This is the story of the dead can. But first I'd like to start off with a little background on myself.
Hi I'm Jacob. I had been chewing cope snuff for 8 years ever since I was 14. I guess that makes me 22 now. I work for myself building websites. I have a wonderfully beautiful girlfriend of 1 year who I love to death. I have a lot I think, I have friends and family. But I have my demons just like everyone else and I guess in coming here I'm trying to kill one of them.
I don't really know why I started chewing, only that I did. I don't really remember not having chew in my mouth. I know you're probably thinking that 8 years isn't that long. but for most of my life.. (that I can remember anywho) I've been chewing.
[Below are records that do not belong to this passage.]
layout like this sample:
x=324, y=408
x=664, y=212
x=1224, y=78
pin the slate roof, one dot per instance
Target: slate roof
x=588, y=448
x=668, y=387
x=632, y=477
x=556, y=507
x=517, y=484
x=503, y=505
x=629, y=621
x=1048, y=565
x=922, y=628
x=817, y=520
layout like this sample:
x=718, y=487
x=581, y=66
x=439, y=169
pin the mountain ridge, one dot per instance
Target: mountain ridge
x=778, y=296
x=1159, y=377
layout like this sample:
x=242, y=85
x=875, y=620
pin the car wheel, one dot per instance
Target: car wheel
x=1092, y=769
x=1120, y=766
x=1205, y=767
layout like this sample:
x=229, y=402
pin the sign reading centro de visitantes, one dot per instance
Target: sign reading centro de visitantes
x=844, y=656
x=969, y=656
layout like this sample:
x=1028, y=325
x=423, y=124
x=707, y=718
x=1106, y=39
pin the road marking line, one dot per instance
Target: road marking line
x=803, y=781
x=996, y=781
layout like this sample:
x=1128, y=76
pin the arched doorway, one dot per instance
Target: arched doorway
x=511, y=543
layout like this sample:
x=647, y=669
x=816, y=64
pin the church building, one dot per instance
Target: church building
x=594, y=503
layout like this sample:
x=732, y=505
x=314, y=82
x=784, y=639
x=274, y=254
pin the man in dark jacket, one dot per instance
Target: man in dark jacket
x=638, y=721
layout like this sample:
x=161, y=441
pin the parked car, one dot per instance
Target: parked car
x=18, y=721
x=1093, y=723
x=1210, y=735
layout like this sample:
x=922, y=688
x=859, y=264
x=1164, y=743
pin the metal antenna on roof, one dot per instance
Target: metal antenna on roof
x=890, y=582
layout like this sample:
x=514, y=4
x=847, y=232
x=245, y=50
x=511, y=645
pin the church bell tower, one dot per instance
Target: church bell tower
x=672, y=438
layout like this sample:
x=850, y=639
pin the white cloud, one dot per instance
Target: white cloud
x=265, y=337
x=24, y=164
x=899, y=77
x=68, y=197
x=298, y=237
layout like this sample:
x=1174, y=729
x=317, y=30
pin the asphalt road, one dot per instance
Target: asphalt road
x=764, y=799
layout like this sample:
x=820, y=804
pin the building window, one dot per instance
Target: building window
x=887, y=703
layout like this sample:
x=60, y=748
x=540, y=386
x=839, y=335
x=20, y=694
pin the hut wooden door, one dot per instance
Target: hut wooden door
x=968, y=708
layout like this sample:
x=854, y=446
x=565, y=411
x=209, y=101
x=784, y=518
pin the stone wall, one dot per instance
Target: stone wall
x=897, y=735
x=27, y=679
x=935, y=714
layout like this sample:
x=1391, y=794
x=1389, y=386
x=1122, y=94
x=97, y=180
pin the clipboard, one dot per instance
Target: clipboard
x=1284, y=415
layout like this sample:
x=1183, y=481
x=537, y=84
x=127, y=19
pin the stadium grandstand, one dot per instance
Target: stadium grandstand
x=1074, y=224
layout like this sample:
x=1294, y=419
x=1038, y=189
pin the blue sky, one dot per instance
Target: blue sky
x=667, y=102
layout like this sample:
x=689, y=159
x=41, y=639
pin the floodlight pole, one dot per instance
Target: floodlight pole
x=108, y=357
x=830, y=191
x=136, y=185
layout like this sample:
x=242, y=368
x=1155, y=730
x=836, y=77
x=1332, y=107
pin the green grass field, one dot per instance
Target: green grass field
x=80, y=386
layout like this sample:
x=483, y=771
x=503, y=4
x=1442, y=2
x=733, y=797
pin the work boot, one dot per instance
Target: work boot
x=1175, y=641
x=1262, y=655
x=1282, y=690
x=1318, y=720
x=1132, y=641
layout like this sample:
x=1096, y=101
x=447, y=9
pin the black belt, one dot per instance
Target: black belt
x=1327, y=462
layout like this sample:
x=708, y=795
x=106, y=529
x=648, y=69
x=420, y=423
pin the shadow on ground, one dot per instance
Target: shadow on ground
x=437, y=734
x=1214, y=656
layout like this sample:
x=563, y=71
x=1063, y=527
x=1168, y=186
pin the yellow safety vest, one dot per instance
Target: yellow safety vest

So yesterday I threw out all my cans all my spit bottles all my gross habits. I went to the gas station but instead of buying dip I bought Sunflower seeds.
My head hurts right now. I'm not really sure what I'm supposed to say... But thanks for reading. And thanks in advance for the support.
~Jacob
welcome Jacob!
what you said, was fine. One day of chewing is way too long for anybody in my opinion. I won't sugar coat this.... this shit is tough! It will test your intestinal fortitude, but it is possible. hunker down, drink lots of water and/ or friut juice, stay away from caffeine as much as possible, because without the poison in your system, caffeine will do weird things...
read read read......as much as you can on the site
one more thing, don't go to the gas/cancer staition for awhile, do yourself a favor and make a list and go to the grocery store instead...they have everything there and it's probably cheaper, plus you don't have to stare down the wall of tobacco products.